Quando, aos três anos,
desembarquei no Piauí, tive a certeza de que ele se preparara para
me receber. O avião já havia me avisado, quando subitamente
uma de suas asas começou a pegar fogo. Sobrevoamos Teresina, doce
mãe do Parnaíba, até que o combustível acabasse.
Circulamos a cidade, por inúmeras vezes. Lá embaixo, as lavadeiras
do Parnaíba acenavam. Dentro do avião, a expectativa perante
o improvável. Para os adultos, o improvável tinha a face
da morte. Para mim, a única criança naquele vôo, tinha
o rosto de mãos que batiam roupas nas pedras e acenavam para um
pássaro de fogo.
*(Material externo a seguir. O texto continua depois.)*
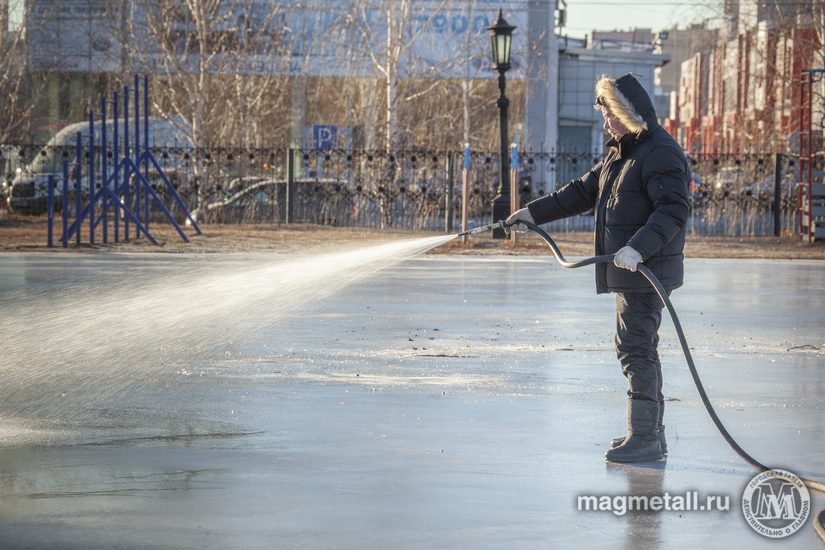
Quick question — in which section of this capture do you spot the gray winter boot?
[604,399,664,462]
[610,403,667,455]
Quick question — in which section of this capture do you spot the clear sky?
[559,0,722,38]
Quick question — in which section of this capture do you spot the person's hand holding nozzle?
[504,208,536,235]
[613,246,642,271]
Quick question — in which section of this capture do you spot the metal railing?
[7,145,823,236]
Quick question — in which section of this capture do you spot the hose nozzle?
[457,220,510,237]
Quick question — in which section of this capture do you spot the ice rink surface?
[0,247,825,550]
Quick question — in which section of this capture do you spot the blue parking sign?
[312,124,338,150]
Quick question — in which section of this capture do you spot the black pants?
[616,292,670,403]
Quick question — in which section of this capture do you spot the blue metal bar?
[124,155,189,243]
[100,97,109,244]
[74,132,83,246]
[143,75,150,235]
[100,184,158,244]
[60,160,69,248]
[89,111,97,244]
[146,153,201,236]
[112,92,120,242]
[135,75,141,238]
[46,174,54,248]
[123,86,131,241]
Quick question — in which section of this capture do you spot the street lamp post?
[487,8,516,239]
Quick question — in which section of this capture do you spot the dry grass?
[0,212,825,260]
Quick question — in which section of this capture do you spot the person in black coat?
[507,74,690,462]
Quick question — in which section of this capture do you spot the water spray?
[456,220,825,542]
[456,220,510,237]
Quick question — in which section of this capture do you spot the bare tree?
[132,0,290,219]
[0,0,42,144]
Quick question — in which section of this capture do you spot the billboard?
[27,0,527,79]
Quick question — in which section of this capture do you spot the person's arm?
[527,162,603,225]
[627,147,690,261]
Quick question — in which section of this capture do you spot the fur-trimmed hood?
[596,73,658,136]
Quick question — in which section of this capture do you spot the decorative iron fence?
[0,145,825,236]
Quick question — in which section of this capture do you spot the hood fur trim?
[595,75,647,136]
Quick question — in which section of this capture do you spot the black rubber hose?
[517,220,825,543]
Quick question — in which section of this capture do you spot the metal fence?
[3,145,822,236]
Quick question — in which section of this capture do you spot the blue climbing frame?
[47,75,201,248]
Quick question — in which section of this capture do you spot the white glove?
[613,246,642,271]
[504,208,536,235]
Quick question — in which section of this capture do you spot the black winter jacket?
[527,125,690,294]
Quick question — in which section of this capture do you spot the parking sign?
[312,124,338,150]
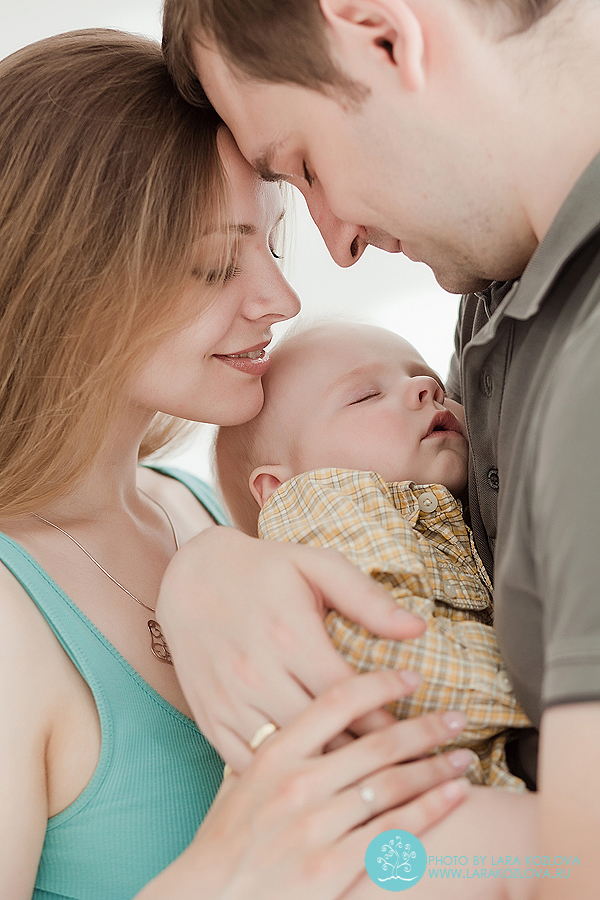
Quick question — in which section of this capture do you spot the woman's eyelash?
[350,391,381,406]
[205,263,242,284]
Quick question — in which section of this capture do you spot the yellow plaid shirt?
[258,469,530,790]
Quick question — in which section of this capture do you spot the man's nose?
[304,187,368,268]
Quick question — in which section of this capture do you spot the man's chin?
[432,269,493,294]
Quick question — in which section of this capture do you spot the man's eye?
[349,391,381,406]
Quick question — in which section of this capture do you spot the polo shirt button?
[417,491,438,512]
[479,369,494,397]
[496,669,512,694]
[488,466,500,491]
[442,578,458,600]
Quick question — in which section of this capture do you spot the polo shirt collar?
[501,154,600,319]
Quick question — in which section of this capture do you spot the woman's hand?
[142,671,472,900]
[157,527,425,771]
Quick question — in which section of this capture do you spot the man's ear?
[248,466,294,509]
[320,0,425,91]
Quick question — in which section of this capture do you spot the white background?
[0,0,459,486]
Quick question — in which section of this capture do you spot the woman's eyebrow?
[250,138,290,181]
[221,209,285,237]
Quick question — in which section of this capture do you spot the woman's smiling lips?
[213,341,271,378]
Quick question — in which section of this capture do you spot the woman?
[0,31,468,900]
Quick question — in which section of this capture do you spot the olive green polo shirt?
[449,156,600,781]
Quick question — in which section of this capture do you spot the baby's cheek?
[444,397,467,437]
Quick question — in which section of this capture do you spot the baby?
[216,323,529,790]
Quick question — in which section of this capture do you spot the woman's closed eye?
[348,391,381,406]
[202,263,242,284]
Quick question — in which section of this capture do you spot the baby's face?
[268,324,468,494]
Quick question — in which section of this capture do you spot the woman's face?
[132,128,300,425]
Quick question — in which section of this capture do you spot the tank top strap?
[0,533,116,696]
[147,466,231,525]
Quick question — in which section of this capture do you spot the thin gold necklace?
[33,488,179,666]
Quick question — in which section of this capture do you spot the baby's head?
[215,323,468,534]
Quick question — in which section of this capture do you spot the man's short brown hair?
[163,0,560,106]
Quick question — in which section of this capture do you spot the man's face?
[194,34,533,292]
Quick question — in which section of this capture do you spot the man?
[158,0,600,897]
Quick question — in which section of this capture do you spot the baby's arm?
[260,470,529,788]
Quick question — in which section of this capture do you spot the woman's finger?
[260,669,420,764]
[310,749,473,842]
[308,711,472,790]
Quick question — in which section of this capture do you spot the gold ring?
[223,722,279,779]
[250,722,279,752]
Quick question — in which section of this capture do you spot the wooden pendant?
[148,619,173,666]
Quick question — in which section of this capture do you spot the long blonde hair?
[0,30,230,516]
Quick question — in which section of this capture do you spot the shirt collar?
[502,154,600,319]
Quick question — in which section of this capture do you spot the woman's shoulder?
[0,563,64,897]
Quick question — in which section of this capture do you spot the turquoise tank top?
[0,468,227,900]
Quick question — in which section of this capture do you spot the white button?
[496,669,512,694]
[442,578,458,599]
[418,491,438,512]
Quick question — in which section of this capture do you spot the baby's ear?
[249,466,293,509]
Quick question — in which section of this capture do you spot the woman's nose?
[408,375,444,409]
[244,257,300,324]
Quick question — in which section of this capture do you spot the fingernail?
[447,750,475,770]
[442,778,467,800]
[398,671,422,691]
[392,606,421,622]
[442,710,467,731]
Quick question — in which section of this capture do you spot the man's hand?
[157,527,425,771]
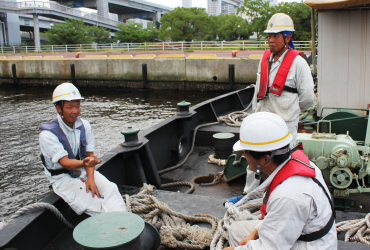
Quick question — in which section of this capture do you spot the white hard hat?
[263,13,295,33]
[52,82,84,103]
[234,112,293,152]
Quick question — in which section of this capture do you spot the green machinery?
[224,108,370,208]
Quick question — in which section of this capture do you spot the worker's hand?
[82,157,96,168]
[86,178,100,199]
[239,230,259,246]
[90,153,103,165]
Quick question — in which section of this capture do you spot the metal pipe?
[229,64,235,91]
[0,21,7,46]
[12,63,18,84]
[71,64,76,85]
[142,63,148,89]
[311,8,317,75]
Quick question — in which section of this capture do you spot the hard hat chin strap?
[251,146,290,180]
[55,101,72,123]
[252,150,277,180]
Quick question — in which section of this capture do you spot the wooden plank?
[364,10,370,110]
[348,10,364,108]
[318,11,337,114]
[333,12,351,108]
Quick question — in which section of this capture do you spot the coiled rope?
[210,189,263,250]
[336,213,370,245]
[123,184,219,249]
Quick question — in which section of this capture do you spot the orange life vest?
[257,49,302,99]
[261,144,336,242]
[260,146,316,218]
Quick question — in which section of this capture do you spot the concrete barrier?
[0,55,259,90]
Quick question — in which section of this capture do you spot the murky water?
[0,87,220,221]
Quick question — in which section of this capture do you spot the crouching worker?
[226,112,337,250]
[40,83,126,215]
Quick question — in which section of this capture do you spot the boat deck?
[44,147,370,250]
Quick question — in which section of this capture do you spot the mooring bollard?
[142,63,148,89]
[71,64,76,84]
[229,64,235,91]
[12,63,18,84]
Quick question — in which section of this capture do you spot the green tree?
[44,19,94,45]
[114,21,159,43]
[88,25,110,43]
[159,7,209,41]
[238,0,274,41]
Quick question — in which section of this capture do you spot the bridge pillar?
[33,14,40,51]
[97,0,109,18]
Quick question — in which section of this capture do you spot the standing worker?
[244,13,315,194]
[224,112,337,250]
[40,83,126,215]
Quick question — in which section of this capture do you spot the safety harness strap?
[257,49,302,99]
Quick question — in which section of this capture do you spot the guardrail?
[1,41,317,54]
[0,1,122,25]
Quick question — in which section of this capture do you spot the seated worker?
[243,13,315,194]
[224,112,337,250]
[39,83,126,216]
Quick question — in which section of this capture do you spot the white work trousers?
[53,171,126,216]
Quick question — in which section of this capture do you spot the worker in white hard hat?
[226,112,337,250]
[39,83,126,215]
[244,13,315,193]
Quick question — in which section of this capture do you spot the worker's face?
[244,151,269,172]
[268,33,290,54]
[57,100,81,124]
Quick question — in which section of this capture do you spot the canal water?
[0,87,221,222]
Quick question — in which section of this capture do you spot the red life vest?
[260,146,316,218]
[257,49,302,99]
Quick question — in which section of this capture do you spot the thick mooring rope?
[158,91,252,174]
[210,190,263,250]
[336,213,370,245]
[123,184,219,249]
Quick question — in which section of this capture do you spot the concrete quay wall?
[0,58,259,90]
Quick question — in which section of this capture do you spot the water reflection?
[0,87,223,221]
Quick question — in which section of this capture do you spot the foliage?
[159,7,209,41]
[238,0,311,41]
[207,14,251,40]
[88,25,110,43]
[44,19,94,45]
[238,0,274,40]
[114,21,159,43]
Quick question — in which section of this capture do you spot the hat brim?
[233,134,293,152]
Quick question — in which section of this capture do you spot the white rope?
[123,184,219,249]
[336,213,370,245]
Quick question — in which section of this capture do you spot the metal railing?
[1,41,317,54]
[0,1,122,26]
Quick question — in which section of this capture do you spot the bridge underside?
[108,3,154,14]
Por mais que os rostos dos tripulantes refletissem
o horror dos vivos perante Hades, o Senhor dos Reinos Infernais, eu só
conseguia ver um céu de flocos querendo beijar o verde rio. Confesso
que a paixão azul daquele céu tão imenso me fez chegar
a desejar que o nariz do avião mergulhasse no Parnaíba. Da
janela eu via as mulheres acenando para o pássaro, indicando o leito
do rio. O avião em chamas era então um enorme carcará
dourado. Um carcará faminto que voava num céu apaixonado.
Mas como a razão impede que o céu abrace os rios, o pássaro
aprumou as asas e lentamente pousou na pista. Ao descer do avião
o Piauí beijou-me com a sua boca quente. Lá longe, na beira
do rio, as lavadeiras acenavam. Cheguei à fazenda na hora do almoço.
E o Piauí pôs à mesa as águas de seus maxixes.